Mimicking biological cation-transport based on sphere-surface supramolecular chemistry: simultaneous interaction of porous capsules with molecular plugs and passing cations.

Spherical capsules of the type {(Mo)Mo(5)}(12){Mo(2)(ligand)}(30) exhibiting 20 {Mo(9)O(9)} pores with crown ether functions allowed us to perform a sophisticated study of the title phenomenon based on synthetic work as well as NMR spectroscopy. The pores of the host system interact in solution specifically with guests that can be noncovalently bonded, such as formamidinium and acetamidinium cations, while having different affinities to the pores. The exchange between the guest species present in solution and in the pores was investigated, including, besides the extreme scenarios of complete pore closing and complete opening, that of stepwise pore plugging.
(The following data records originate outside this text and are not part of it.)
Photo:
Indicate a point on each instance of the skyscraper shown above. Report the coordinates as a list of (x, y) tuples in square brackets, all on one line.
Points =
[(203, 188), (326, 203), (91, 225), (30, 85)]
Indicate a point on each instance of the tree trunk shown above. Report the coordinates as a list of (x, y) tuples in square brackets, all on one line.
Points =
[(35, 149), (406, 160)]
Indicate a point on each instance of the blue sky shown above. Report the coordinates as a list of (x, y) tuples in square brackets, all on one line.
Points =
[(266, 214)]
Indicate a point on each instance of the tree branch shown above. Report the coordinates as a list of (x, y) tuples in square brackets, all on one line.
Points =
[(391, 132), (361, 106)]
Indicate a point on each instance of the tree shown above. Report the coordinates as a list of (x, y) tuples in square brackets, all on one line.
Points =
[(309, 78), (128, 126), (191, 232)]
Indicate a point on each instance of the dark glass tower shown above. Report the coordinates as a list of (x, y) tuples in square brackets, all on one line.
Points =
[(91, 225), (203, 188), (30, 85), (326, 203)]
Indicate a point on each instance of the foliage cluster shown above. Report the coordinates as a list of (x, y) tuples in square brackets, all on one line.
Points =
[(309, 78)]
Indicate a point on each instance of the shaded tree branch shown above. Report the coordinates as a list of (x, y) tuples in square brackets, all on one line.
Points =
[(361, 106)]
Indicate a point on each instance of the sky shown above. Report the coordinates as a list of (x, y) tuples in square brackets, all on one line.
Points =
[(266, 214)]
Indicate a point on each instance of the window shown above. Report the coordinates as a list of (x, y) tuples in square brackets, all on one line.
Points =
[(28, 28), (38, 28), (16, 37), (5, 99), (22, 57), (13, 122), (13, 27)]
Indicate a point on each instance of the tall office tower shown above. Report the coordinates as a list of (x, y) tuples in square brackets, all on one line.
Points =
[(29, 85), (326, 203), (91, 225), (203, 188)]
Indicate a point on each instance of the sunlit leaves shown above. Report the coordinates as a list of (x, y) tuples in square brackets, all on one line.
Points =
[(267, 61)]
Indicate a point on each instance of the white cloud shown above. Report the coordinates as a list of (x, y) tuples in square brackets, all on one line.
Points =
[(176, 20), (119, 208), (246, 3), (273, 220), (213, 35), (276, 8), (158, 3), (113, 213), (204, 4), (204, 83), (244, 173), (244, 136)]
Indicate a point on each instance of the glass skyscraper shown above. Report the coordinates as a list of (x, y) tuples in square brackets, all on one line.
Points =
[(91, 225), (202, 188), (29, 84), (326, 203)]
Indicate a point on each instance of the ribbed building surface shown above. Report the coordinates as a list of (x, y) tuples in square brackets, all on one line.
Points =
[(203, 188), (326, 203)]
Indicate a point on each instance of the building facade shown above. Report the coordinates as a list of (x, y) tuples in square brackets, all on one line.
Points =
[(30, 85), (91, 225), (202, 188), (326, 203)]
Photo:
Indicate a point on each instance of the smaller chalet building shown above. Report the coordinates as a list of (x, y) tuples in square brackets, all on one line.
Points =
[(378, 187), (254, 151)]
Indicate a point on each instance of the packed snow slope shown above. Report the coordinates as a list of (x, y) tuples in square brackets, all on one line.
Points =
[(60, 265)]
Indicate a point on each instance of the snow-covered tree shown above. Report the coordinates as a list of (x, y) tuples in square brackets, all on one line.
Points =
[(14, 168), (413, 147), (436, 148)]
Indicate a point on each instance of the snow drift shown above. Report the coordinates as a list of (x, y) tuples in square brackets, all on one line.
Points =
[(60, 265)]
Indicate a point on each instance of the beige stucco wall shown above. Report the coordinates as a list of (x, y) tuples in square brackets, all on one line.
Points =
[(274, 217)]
Because of this option it was possible to model for the first time passive transmembrane cation transport based on gated pores/channels. These have the appropriate dimensions and can even adopt different structure flexibilities in response to different cations. The present investigation is based on related syntheses as well as on numerous detailed (7)Li NMR studies of Li(+) transport/exchange equilibria in dependence of the pore environment/guest situations. One compound containing capsules with sulfate ligands (2) could be obtained in which all the pores are plugged with formamidinium cations and another corresponding one was obtained with additionally encapsulated Ca(2+) ions (3); these were taken up after temporary release of some of the formamidinium plugs/guests upon short heating of the related solution.